Wednesday, March 21, 2012

"It's all just bit-flipping and timing"

This was stated to me by a coworker at my first job. It was at a formative moment in my life: getting ready to start college, working at a then-startup doing data entry and computer repair, and learning to program in C++ in my spare time. My coworker said this while I was shoulder-surfing his efforts to program an embedded computer to display text on a small serial-driven LCD screen. He was effectively instructing the computer to set particular bits on the display (bit-flipping) at specific times (timing). It's all just bit-flipping and timing...

Four years later I was taking CSSE 380, Organization of Programming Languages, learning Scheme and writing continuation-passing interpreters with garbage collection and static type checking. Which is to say, bending my mind on a nightly basis. (I recall discussing with my roommates - also in the class - starting a band called Dr. Scheme and writing heavy metal songs that always ended in "cond, lambda, define!" But I digress...)

Looking back on it now, that course wasn't really about learning Scheme, nor was it about coding garbage collection or type checking. It was about arriving at the fundamental realization that under the hood of the language compilers and interpreters we use on a daily basis lives an amazing paradox. Each one is a transformation on some language, turning it into yet another language (e.g., assembler) or into a sequence of operations performed immediately within that very transformation, producing a final result. And what is amazing is that these transformations are often built using the very language they transform! One can craft a Scheme interpreter in Scheme, using Scheme lists to represent Scheme code. Likewise (with a bit of parsing), one can write a C compiler in C. It was recognizing the duality of a program represented as code (text) and textual strings that can be manipulated in a programmatic way that opened my eyes to a part of what really goes on inside a computer.

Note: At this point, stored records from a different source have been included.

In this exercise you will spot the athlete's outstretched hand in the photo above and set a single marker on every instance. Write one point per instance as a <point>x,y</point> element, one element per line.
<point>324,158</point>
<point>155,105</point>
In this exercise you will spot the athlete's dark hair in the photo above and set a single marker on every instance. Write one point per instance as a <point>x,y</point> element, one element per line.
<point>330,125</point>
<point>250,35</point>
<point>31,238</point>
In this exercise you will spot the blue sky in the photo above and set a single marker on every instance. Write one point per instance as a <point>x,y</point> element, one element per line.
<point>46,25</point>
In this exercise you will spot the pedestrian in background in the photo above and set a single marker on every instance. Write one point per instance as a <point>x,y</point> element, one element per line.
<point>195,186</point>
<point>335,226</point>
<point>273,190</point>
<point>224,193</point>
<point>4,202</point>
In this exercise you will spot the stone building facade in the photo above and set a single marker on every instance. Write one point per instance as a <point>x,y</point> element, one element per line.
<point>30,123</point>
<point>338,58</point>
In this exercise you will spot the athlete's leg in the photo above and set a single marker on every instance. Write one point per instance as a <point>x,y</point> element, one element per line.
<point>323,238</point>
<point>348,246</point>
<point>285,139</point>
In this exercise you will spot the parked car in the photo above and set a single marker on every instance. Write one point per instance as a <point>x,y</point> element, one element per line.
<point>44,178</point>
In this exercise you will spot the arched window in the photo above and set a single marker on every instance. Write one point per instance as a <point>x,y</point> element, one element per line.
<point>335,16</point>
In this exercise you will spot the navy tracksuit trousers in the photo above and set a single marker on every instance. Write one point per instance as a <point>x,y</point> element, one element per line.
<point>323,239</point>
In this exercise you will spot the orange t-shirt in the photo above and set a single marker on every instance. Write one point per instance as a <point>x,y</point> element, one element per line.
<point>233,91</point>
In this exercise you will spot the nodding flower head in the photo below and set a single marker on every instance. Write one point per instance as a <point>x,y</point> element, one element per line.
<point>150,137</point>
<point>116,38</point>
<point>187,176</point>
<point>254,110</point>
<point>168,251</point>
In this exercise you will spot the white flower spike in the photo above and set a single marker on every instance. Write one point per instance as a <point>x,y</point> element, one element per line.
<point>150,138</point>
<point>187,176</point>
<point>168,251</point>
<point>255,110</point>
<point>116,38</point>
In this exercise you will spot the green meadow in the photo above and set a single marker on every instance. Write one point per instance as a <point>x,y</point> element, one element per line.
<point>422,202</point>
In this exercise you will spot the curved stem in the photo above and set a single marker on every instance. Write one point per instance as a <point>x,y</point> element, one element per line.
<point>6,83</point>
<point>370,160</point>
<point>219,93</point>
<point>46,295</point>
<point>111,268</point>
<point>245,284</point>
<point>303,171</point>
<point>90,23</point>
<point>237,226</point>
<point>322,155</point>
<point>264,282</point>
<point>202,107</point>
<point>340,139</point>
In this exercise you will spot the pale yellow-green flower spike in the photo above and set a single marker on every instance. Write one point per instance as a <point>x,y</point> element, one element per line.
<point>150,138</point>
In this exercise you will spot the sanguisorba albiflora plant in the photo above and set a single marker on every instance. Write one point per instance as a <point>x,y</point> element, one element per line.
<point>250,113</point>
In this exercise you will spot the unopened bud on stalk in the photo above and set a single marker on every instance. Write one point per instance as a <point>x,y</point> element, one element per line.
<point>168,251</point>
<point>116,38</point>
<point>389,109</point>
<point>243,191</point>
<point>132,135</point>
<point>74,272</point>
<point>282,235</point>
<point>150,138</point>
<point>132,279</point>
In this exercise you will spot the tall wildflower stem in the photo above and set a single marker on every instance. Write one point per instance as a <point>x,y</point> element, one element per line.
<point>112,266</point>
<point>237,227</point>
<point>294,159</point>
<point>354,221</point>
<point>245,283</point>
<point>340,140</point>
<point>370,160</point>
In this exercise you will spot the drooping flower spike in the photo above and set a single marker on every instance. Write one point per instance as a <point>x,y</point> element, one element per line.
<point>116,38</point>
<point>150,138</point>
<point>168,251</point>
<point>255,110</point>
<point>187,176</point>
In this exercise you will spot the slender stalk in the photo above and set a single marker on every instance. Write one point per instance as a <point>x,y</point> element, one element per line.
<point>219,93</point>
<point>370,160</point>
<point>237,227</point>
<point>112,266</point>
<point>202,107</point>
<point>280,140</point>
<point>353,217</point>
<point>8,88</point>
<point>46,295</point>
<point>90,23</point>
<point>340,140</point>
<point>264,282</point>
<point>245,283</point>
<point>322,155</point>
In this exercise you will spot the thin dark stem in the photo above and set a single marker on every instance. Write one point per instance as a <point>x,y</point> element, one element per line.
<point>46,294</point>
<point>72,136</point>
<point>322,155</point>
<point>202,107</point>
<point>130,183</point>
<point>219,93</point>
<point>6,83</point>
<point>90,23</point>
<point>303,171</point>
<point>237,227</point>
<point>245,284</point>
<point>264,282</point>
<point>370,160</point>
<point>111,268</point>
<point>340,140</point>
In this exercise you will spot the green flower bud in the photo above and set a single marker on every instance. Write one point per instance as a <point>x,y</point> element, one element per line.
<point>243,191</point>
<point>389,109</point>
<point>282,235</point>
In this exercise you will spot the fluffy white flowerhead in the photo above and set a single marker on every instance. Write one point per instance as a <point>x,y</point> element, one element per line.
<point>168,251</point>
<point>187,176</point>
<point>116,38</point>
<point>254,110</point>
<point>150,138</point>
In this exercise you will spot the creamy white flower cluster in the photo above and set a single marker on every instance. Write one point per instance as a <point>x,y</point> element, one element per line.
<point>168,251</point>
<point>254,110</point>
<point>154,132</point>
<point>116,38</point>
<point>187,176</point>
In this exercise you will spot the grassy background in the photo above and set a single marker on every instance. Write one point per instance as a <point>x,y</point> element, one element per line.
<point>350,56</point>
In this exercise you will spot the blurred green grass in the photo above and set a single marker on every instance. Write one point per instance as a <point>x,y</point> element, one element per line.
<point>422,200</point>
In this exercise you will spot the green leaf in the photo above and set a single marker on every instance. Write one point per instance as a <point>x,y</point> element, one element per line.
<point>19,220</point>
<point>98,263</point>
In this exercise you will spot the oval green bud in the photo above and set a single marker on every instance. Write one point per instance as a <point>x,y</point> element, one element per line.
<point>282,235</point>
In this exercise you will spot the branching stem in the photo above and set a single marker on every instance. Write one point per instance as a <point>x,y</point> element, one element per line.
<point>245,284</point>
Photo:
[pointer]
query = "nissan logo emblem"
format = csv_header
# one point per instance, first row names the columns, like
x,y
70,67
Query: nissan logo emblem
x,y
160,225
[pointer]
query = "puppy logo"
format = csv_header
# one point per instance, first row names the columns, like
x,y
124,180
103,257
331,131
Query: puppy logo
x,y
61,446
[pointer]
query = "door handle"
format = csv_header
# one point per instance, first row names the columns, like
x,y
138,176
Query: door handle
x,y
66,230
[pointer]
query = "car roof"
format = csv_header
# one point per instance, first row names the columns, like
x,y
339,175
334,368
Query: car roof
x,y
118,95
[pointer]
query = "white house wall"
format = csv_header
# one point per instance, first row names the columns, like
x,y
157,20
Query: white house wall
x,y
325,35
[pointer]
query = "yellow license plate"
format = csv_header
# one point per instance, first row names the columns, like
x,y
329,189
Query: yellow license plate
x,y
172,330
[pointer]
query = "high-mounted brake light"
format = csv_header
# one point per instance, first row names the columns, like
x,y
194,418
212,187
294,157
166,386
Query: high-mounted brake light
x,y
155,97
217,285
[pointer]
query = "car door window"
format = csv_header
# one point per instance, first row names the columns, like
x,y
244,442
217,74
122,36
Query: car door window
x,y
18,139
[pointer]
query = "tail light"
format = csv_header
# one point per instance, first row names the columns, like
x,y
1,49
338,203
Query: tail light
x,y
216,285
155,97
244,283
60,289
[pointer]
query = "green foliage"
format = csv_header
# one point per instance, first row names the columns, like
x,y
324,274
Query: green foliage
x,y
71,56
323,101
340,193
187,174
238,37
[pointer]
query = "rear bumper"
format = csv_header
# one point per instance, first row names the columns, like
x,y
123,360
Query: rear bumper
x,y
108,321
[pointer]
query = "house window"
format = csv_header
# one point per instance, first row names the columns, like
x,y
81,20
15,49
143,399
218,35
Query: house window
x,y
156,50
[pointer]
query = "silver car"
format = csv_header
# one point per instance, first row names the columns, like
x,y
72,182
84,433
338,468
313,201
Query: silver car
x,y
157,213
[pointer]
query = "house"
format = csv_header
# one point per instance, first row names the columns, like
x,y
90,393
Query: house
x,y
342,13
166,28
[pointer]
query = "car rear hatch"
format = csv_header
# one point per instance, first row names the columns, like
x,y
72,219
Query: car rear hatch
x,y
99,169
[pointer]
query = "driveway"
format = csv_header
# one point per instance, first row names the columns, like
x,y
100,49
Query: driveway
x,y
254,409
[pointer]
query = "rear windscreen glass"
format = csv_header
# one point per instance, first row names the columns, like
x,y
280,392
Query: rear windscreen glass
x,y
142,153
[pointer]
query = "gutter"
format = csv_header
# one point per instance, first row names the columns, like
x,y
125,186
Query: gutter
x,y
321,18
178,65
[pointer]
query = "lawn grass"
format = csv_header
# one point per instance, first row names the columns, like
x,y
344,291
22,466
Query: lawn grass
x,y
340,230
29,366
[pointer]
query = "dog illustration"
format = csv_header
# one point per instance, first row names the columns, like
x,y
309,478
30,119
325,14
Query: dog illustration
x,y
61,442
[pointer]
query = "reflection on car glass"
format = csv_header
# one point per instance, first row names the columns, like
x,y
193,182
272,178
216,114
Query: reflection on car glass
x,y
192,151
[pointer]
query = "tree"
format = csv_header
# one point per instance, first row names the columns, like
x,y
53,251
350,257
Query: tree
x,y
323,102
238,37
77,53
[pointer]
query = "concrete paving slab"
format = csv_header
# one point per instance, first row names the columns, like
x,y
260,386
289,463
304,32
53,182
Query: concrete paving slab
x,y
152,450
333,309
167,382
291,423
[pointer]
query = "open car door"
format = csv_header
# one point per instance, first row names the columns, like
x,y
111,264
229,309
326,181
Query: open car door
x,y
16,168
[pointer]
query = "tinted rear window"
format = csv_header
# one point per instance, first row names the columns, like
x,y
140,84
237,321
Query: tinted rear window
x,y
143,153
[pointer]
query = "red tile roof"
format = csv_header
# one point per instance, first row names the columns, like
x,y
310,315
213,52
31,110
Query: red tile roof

Suddenly, the magic of a programming language, hand-crafted by wizards in underground dwellings, was transmuted into a very real, if not easy, undertaking that even us wee burgeoning Computer Scientists could approach. All of the abstractions that we took for granted when hitting the Compile button boiled down into the "bit-flipping and timing" of compilation and interpretation. I would call this a transformative moment in my Computer Science education, where my understanding of the discipline underwent a fundamental shift. And over time, I have come to recognize other moments in a CS education that bear this same mark.